Center for Neuroscience and Cell Biology (CNC), University of Coimbra, 3004-504, Coimbra, Portugal.
Institute for Interdisciplinary Research (IIIUC), University of Coimbra, 3030-789, Coimbra, Portugal.
BMC Microbiol. 2019 Mar 19;19(1):62. doi: 10.1186/s12866-019-1428-4.
Nontuberculous mycobacteria (NTM) are ubiquitous in nature and recognized agents of opportunistic infection, which is often aggravated by their intrinsic resistance to antimicrobials, poorly defined therapeutic strategies and by the lack of new drugs. However, evaluation of their prevalence in anthropogenic environments and the associated antimicrobial resistance profiles have been neglected. In this work, we sought to determine minimal inhibitory concentrations of 25 antimicrobials against 5 NTM isolates recovered from a tertiary-care hospital surfaces. Antimicrobial susceptibilities of 5 other Corynebacterineae isolated from the same hospital were also determined for their potential clinical relevance.
Our phylogenetic study with each of the NTM isolates confirm they belong to Mycobacterium obuense, Mycobacterium mucogenicum and Mycobacterium paragordonae species, the latter initially misidentified as strains of M. gordonae, a species frequently isolated from patients with NTM disease in Portugal. In contrast to other strains, the M. obuense and M. mucogenicum examined here were resistant to several of the CLSI-recommended drugs, suggestive of multidrug-resistant profiles. Surprisingly, M. obuense was susceptible to vancomycin. Their genomes were sequenced allowing detection of gene erm (erythromycin resistance methylase) in M. obuense, explaining its resistance to clarithromycin. Remarkably, and unlike other strains of the genus, the Corynebacterium isolates were highly resistant to penicillin, ciprofloxacin and linezolid.

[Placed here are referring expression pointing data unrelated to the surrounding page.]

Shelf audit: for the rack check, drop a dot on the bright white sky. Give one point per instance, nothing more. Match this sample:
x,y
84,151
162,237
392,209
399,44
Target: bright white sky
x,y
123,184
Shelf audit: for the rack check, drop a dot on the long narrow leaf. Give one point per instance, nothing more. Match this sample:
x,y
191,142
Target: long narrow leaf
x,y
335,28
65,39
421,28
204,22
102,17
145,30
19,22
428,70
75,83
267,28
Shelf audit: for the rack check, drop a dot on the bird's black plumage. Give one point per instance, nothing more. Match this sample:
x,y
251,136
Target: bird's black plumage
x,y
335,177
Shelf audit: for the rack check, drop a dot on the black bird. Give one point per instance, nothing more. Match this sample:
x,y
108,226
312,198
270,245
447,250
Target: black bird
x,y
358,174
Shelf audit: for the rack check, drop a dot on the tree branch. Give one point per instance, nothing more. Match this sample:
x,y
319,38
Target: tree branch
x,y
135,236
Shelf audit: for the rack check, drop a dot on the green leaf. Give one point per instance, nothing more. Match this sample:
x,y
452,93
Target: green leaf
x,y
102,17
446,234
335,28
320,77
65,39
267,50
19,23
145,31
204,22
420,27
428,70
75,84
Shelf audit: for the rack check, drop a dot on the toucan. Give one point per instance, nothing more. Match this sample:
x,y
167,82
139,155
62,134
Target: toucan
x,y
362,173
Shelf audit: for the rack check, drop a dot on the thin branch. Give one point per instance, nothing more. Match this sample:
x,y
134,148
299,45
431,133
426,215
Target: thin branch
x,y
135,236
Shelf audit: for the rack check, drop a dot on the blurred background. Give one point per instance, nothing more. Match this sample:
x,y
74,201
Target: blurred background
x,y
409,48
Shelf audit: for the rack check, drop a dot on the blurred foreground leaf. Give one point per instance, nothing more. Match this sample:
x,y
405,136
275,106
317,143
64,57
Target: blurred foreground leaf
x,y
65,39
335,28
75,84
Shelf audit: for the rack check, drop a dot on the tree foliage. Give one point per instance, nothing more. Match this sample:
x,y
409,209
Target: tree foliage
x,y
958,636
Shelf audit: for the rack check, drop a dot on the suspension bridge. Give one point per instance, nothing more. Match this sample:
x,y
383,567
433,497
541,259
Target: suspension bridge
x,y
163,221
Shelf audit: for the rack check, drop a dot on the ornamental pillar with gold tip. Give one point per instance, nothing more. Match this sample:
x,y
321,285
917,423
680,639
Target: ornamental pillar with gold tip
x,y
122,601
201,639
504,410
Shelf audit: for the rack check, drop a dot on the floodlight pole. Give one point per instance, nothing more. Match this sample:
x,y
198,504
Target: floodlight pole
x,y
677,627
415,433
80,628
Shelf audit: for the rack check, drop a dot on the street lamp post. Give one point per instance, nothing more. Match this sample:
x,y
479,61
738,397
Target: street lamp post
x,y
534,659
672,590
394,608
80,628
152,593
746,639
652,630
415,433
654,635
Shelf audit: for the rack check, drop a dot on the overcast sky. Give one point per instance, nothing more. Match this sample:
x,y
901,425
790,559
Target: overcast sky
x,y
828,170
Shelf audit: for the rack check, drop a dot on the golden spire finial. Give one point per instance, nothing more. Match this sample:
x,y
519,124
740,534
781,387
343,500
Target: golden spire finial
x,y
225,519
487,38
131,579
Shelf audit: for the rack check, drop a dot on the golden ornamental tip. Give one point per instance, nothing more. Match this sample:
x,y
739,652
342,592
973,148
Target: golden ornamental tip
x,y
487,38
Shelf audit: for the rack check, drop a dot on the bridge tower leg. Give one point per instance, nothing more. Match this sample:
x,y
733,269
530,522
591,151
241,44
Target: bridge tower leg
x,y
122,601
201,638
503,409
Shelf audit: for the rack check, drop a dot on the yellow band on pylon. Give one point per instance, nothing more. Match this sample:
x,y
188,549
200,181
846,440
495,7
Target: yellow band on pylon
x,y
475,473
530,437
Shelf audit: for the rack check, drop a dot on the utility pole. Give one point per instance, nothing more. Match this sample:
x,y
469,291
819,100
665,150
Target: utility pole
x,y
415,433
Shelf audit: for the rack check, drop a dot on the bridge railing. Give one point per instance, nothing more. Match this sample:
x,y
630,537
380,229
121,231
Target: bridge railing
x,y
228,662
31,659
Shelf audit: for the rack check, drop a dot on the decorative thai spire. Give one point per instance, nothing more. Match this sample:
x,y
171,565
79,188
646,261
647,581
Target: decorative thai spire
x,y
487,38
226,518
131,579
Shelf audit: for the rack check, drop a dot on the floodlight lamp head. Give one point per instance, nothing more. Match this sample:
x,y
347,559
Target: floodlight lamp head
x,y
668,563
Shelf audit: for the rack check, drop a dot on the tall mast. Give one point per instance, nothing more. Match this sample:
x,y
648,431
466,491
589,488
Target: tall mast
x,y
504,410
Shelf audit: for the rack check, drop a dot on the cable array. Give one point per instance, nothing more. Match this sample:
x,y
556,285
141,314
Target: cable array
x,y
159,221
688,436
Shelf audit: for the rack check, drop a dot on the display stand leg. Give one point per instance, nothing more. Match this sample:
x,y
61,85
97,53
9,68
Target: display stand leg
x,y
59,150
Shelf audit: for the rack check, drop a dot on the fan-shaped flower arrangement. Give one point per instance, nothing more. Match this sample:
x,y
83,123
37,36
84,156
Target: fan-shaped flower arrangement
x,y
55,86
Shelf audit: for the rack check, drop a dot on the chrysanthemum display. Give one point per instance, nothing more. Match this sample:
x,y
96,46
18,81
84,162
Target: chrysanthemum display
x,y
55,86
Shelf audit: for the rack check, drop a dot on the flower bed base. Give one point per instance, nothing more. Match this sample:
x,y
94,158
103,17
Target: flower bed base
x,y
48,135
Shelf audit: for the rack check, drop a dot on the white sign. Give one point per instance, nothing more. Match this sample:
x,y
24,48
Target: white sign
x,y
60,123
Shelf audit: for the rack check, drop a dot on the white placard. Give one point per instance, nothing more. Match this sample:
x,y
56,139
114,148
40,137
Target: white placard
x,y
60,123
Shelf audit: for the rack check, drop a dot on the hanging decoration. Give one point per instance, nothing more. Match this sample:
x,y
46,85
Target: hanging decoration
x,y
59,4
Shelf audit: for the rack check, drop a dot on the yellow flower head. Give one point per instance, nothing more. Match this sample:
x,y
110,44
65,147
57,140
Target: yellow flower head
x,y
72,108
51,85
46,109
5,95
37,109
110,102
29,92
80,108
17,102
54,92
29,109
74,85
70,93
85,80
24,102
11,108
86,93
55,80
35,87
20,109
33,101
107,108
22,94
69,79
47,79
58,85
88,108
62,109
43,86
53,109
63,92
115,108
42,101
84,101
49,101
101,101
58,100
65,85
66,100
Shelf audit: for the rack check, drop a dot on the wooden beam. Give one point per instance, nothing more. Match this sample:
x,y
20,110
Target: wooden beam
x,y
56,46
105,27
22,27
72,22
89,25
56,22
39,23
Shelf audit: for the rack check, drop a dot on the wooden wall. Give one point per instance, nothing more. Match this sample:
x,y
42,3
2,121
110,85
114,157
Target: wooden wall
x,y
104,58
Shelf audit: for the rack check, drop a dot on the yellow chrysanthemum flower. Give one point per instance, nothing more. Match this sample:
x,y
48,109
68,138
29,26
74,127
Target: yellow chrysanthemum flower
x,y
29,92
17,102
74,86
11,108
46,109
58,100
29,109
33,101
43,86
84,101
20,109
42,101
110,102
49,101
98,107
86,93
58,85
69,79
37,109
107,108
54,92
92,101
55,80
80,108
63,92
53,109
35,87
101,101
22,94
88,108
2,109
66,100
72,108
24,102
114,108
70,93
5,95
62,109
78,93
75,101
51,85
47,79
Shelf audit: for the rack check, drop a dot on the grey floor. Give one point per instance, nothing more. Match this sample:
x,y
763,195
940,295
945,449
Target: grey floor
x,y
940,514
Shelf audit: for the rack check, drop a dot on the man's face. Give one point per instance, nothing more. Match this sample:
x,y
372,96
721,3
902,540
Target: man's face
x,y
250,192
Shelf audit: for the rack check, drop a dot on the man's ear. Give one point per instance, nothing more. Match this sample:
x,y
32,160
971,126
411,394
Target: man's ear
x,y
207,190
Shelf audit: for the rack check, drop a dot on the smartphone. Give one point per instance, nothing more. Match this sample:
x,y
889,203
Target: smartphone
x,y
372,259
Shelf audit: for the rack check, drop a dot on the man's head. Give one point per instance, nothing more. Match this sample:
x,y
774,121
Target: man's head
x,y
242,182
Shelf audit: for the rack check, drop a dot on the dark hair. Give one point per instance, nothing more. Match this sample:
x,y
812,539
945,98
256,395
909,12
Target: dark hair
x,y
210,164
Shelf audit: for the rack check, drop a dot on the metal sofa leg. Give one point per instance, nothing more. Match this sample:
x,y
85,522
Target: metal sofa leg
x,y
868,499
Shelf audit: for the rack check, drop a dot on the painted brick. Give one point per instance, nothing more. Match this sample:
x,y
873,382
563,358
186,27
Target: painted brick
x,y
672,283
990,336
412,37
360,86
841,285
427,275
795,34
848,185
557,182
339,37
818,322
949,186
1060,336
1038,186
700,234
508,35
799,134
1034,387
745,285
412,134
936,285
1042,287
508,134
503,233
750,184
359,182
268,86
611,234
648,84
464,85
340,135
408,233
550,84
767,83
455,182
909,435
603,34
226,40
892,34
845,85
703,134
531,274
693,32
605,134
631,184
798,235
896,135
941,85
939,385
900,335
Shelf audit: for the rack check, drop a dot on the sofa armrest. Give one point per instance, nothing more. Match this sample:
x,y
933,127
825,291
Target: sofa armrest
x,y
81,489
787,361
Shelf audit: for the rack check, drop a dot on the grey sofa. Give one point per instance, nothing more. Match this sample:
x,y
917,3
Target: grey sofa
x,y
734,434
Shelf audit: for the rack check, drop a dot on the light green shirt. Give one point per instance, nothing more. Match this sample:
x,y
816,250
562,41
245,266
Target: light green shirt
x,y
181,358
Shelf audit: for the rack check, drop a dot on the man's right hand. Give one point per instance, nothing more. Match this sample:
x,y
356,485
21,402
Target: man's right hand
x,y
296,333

This study highlights the importance of implementing effective measures to screen, accurately identify and control viable NTM and closely related bacteria in hospital settings. Our report on the occurrence of rare NTM species with antibiotic susceptibility profiles that are distinct from those of the corresponding Type strains, along with unexpected resistance mechanisms detected seem to suggest that resistance may be more common than previously thought and also a potential threat to frail and otherwise vulnerable inpatients.
非结核分枝杆菌(NTM)广泛存在于自然界中,是机会性感染的病原体,由于其对抗生素的固有耐药性、治疗策略不明确以及缺乏新药,感染往往会加重。然而,它们在人为环境中的流行情况及其相关的抗生素耐药谱的评估尚未得到重视。在这项工作中,我们试图确定从一家三级保健医院表面分离的 5 株 NTM 分离株对 25 种抗生素的最小抑菌浓度。还确定了从同一医院分离的 5 株其他棒状杆菌的药敏性,以评估其潜在的临床相关性。
我们对每一株 NTM 分离株进行的系统发育研究证实,它们属于 Mycobacterium obuense、Mycobacterium mucogenicum 和 Mycobacterium paragordonae 种,后者最初被错误地鉴定为 M. gordonae 菌株,该种经常从葡萄牙患有 NTM 疾病的患者中分离出来。与其他菌株不同,这里检查的 M. obuense 和 M. mucogenicum 对几种 CLSI 推荐的药物耐药,提示存在多药耐药谱。令人惊讶的是,M. obuense 对万古霉素敏感。对它们的基因组进行测序,发现 M. obuense 中存在 erm(红霉素耐药甲基化酶)基因,解释了其对克拉霉素的耐药性。值得注意的是,与该属的其他菌株不同,棒状杆菌分离株对青霉素、环丙沙星和利奈唑胺高度耐药。
本研究强调了在医院环境中实施有效措施筛选、准确识别和控制活的 NTM 和密切相关细菌的重要性。我们报告了罕见的 NTM 种的发生,其抗生素敏感性谱与相应的模式菌株不同,以及检测到的意外耐药机制似乎表明耐药性可能比以前认为的更为普遍,也对脆弱和其他易受感染的住院患者构成潜在威胁。